One thing I miss most about the closure of the old Leisure Centre swimming pool is the changing room badinage and those who over the years have become friends. True enough, in a small place like Monmouth, we occasionally pass each other on the street, but a nod and a smile proves a ghostly reminder.
Respectable pedestrians on the pavement, but within the privacy of the changing room something else.
There was Sirius, an elegant, skeletal 85 year-old, who never bothered to dry his toes and calves with a towel. Instead he’d stretch himself out on the bench and position them beneath an electric hand-dryer: Algy, who once worked in Rockfield Studios and helped produce The Stone Roses: Marmaduke, who arrived each day with the regularity of a cuckoo clock. You’d first hear a scuffle as a bicycle pushed it’s way through the door. In winter, he’d be muffled up like a medieval Mr Toad, his eyes encased by goggles, his head kept warm by a vivid red C14th coife: Ginger, who’d enter with a bounce whenever Liverpool won and wore a weary smile when they didn’t: Tom, a country boy in a small, modern estate, always ready to advise on the best ways of killing a magpie or indeed any rural pest. Conversation was varied and rich. A small coven of three weirdly owned Skodas and would talk about distributers and parts of a car I’d never heard of before. Marmaduke was an astronomer, who talked with equal authority on local archaeology.
The names are clearly fictitious, the people real, each of us eccentrics in our own different ways but now adrift in picturesque streets.
It was one of the reasons I joined Monmouth Boys Gym and Pool, less to become a bronzed man-god than the fact I missed the non-consequential banter between strangers; easy, uncomplicated.
The sauna I found disconcerting. Silence and steam is comforting, the conversations less so. One woman talked non-stop about her daughter's pony, another about her son's disappointing grades. One man talked about an upcoming triathlon.
The changing room was equally disconcerting––At first. The body furniture, If I'm to be honest.

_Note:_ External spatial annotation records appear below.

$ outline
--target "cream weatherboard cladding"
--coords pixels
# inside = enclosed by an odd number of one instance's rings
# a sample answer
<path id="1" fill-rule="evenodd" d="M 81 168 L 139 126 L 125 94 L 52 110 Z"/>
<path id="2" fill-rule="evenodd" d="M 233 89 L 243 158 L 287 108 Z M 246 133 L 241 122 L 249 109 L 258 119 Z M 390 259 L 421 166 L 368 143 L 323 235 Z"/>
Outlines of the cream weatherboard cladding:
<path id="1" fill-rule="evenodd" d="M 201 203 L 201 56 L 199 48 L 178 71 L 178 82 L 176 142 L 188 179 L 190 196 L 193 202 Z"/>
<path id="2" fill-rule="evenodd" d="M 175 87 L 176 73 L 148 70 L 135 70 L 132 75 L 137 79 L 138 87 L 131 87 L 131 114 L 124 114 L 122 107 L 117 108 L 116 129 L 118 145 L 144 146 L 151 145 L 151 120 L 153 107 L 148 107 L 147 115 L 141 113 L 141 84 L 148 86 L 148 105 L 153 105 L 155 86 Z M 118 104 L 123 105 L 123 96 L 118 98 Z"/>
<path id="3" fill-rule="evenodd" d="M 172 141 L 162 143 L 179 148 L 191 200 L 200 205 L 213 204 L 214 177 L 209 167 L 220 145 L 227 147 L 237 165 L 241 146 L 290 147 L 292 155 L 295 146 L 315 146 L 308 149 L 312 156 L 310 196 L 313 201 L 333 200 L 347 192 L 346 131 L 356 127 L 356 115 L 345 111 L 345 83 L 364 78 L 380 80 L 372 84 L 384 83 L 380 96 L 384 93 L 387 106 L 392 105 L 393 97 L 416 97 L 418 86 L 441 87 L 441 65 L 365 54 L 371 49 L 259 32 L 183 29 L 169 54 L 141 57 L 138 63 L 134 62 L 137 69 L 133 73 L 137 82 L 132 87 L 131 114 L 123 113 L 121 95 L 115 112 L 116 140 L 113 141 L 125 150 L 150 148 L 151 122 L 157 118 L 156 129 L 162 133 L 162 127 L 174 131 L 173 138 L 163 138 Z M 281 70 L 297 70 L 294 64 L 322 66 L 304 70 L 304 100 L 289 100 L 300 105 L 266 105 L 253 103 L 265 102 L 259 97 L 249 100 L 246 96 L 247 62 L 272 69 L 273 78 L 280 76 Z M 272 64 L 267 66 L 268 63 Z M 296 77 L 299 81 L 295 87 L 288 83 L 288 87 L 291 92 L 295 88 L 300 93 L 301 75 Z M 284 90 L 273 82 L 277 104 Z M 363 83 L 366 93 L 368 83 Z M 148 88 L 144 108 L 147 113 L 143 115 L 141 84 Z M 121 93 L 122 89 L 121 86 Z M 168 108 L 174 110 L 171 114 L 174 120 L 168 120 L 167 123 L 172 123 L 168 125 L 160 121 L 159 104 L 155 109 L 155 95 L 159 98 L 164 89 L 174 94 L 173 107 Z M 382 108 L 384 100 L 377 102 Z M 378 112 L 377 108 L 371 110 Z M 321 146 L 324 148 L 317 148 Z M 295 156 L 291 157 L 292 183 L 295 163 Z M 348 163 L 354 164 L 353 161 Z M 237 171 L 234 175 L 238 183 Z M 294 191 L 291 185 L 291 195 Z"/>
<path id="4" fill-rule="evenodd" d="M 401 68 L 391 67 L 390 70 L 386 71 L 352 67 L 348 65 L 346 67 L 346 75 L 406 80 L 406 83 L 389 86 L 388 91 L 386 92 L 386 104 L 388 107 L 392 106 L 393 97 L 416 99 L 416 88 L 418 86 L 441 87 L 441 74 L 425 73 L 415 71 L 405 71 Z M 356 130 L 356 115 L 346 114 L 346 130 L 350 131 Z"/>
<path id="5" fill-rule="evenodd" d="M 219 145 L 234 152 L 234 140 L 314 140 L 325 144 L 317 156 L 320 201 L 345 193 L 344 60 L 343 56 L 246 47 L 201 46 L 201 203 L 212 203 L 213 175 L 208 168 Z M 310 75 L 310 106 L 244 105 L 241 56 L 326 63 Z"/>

It put me in mind of those online sites that sell steamy romantic novels. They tend to have covers that look much like another: ripped young men staring moodily into the middle distance. Some wear Stetsons but little else, others have a woman draped around them doing interesting things with long, coloured nails. These new, temporary strangers in my life looked like book cover models, many preoccupied by triathlons, marathons and relative track speeds.
I felt like a chubby Corinthian surrounded by Spartans until the norms of the changing room once again proved universal. After a particular gruelling session in the Gym, two others joined me in the shower room. Both were in their late seventies but looked much younger. One had been wheezing with exertion, balancing on some kind of wobbly ball and pumping iron at the same time. The other had been riding the bicycle at a speed approaching warp factor 9.
They had nothing but encouragement for my own feeble performance, friendly, wanting nothing more than to be generous. I may have been prejudiced against perfection, afraid perhaps. A week had sorted it out. Old or young, Spartan or non-Spartan, the urge to wind down and talk about nothing to strangers seems nigh universal.
No one has talked about Skodas as yet.